Sergeant, Bengal Horse Artillery
His VC citation (in conjunction with Fitzgerald's) states:- For their act of valour performed in action against the rebels and mutineers at Bolandshahr, on September 28, 1857, when these two soldiers evinced the most determined bravery in working their gun under a very heavy fire of musketry, whereby they cleared the road of the enemy, after every other man belonging to it (their unit) had either been killed or disabled by wounds
His Victoria Cross is displayed at the Waiouru Army Museum
Born January 1827, Port Glenone, County Antrim, Ireland
Died 25 January 1892, Masterton, NZ
Archer Street Cemetery, Masterton, New Zealand
Only a matter of months after the end of the Crimean War, British soldiers found themselves in the midst of another major campaign – the so-called Indian Mutiny.

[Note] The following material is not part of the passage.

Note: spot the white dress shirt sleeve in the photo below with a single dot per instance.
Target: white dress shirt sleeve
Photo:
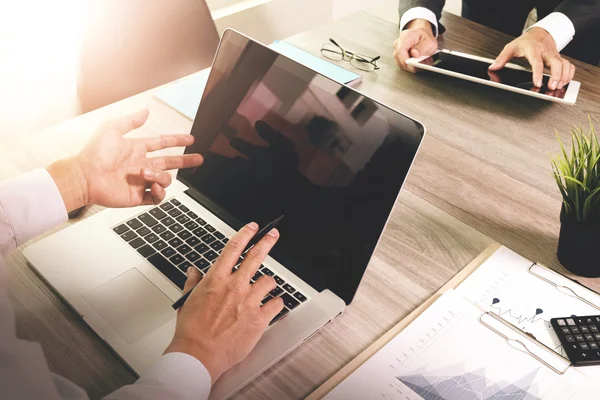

In this ferocious episode, a man born in the tiny village of Portglenone was to win the town's second VC.
Bernard Diamond was an Irishman who found himself in a regiment whose traditions lay far away from his home village of Portglenone on the banks of the Bann.
As a sergeant in the Bengal Horse Artillery, whose role would have been in support of the much more famous Bengal Lancers, he was a skilled man serving with a battery of artillery.
On September 28, 1857, his unit was involved in an attack on the town of Bolndshahr, which had been captured by Indian 'rebels'.
The British came under very heavy counter-battery fire and all their guns, with the exception of Diamond's were knocked out.
Nevertheless, both Diamond and Gunner Richard Fitzgerald from Cork, continued to keep up a steady fire on the enemy. Both men were subsequently awarded the Victoria Cross.
After his military service, Diamond emigrated to New Zealand. His co-winner, Fitzgerald, disappeared from war office records after 1886 and he is believed to have died in India about this time.